There was also a tinge of optimism in the words of Joseph, “Joseph… made mention of the exodus of the sons of Israel” (περὶ τῆς ἐξόδου τῶν υἱῶν Ἰσραὴλ ἐμνημόνευσεν). For him the promises of God were gladdening because they spoke of hope they spoke of redemption and they spoke of God's covenant faithfulness to His people. Genesis relates the account of Joseph’s prophetic reference to the Exodus:
Genesis 50:24–25 24 Joseph said to his brothers, “I am about to die, but God will surely take care of you and bring you up from this land to the land which He promised on oath to Abraham, to Isaac and to Jacob.” 25 Then Joseph made the sons of Israel swear, saying, “God will surely take care of you, and you shall carry my bones up from here.”
When we, like Joseph, come to the end of our days it is the covenant faithfulness of God that should occupy our thinking. The fulfillment of God's promises should be the horizon that we focus on. The only difference for us of course is that we see now God's covenant faithfulness and the fulfillment of His promises through Jesus Christ (2 Cor. 1.20). Because of Jesus we understand the true nature of the Exodus and the fullest significance of Canaan (cf. 12.18-24).
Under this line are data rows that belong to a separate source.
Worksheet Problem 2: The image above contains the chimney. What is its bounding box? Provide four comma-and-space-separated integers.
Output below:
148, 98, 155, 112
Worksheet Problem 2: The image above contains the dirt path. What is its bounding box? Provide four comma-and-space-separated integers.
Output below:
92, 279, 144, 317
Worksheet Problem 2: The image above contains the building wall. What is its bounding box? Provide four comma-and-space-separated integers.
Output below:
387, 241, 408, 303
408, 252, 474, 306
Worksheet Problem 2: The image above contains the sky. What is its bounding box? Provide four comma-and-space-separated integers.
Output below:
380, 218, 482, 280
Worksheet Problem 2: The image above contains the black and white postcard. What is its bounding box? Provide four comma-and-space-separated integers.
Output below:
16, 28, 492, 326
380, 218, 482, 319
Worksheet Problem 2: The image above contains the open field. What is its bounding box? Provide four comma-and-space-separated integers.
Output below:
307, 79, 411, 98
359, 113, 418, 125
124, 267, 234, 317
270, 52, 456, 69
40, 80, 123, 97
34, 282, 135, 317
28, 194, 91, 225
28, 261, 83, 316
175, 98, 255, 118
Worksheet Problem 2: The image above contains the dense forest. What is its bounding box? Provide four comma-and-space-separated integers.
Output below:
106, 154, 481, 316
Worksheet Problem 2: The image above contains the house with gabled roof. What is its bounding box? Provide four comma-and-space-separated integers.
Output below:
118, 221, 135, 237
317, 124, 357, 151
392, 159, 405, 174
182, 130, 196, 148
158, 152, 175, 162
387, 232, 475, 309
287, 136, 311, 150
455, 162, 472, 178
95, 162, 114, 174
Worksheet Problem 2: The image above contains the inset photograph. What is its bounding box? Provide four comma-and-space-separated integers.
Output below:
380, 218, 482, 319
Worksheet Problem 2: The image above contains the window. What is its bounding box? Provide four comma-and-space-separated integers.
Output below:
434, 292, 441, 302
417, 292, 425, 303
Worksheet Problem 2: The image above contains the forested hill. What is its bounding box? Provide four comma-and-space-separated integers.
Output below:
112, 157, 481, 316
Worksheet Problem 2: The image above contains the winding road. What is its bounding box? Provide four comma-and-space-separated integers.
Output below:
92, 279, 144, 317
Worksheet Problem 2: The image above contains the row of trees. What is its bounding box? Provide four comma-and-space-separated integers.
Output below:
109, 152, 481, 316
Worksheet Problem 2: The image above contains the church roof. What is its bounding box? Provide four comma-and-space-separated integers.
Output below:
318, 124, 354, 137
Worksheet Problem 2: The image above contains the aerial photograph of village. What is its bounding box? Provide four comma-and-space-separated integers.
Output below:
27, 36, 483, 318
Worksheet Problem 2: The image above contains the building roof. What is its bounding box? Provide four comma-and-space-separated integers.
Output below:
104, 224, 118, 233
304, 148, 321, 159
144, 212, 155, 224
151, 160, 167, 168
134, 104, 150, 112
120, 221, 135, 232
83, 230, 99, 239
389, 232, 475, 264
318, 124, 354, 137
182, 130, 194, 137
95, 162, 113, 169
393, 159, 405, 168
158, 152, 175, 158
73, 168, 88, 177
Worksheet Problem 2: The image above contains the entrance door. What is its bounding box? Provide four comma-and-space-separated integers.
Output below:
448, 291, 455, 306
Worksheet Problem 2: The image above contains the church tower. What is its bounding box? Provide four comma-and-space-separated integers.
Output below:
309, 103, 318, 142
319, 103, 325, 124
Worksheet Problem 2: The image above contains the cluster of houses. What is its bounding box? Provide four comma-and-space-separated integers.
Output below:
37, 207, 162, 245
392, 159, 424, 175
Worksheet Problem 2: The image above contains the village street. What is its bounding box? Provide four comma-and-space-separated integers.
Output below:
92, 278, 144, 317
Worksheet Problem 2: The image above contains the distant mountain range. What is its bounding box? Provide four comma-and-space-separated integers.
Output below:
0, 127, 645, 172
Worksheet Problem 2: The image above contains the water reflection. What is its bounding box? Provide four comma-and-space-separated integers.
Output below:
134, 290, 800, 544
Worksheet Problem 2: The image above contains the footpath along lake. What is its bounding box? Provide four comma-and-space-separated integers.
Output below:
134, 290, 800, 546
What is promised us is not a physical deliverance from the house of bondage but a total deliverance from the present evil age (Gal. 1.4; Col. 1.13).
Finally, the “orders” (ἐντέλλω) of Joseph reveal the total confidence, “by faith”, that Joseph had in his final resting place. He understood that regardless of the prominence to which he had ascended in Egypt, Joseph’s true Homeland was where God had promised. Hebrews has already identified the believer’s true rest (cf. 4.1-10). Our rest is in communion and union with Christ (4.3). Our rest is in consummate rest in an eternal Sabbath with the people of God in heaven (4.9). Everything else in the OT is prefiguring that heavenly rest (cf. 4.8). The rest is in the New Jerusalem a holy realm in communion with God in an everlasting covenant bond that will never be broken (cf. Rev. 21.1-4).
Hebrews is also teaching that just as Joseph held a prophetic role in the life of Israel by speaking of their future redemption; his inscripturated witness should, as Calvin says, “sharpen” our desire for our future redemption as well. Calvin says:
“In ordering his bones to be exported, he had no regard to himself, as though his grave in the land of Canaan would be sweeter or better than in Egypt; but his only object was to sharpen the desire for his own nation; that they might more earnestly aspire after redemption; he wished also to strengthen their faith, so that they might confidently hope that they would be at length delivered.”
May God strengthen our faith and hope and sharpen our desire for final redemption through the Lord Jesus Christ as we seek to leave a godly legacy, sustain a godly zeal for God, and order our lives in a godly way in preparation for Zion, the city of the living God where all true rest and satisfaction is found knowing that we will “be at length delivered” (11.24-26).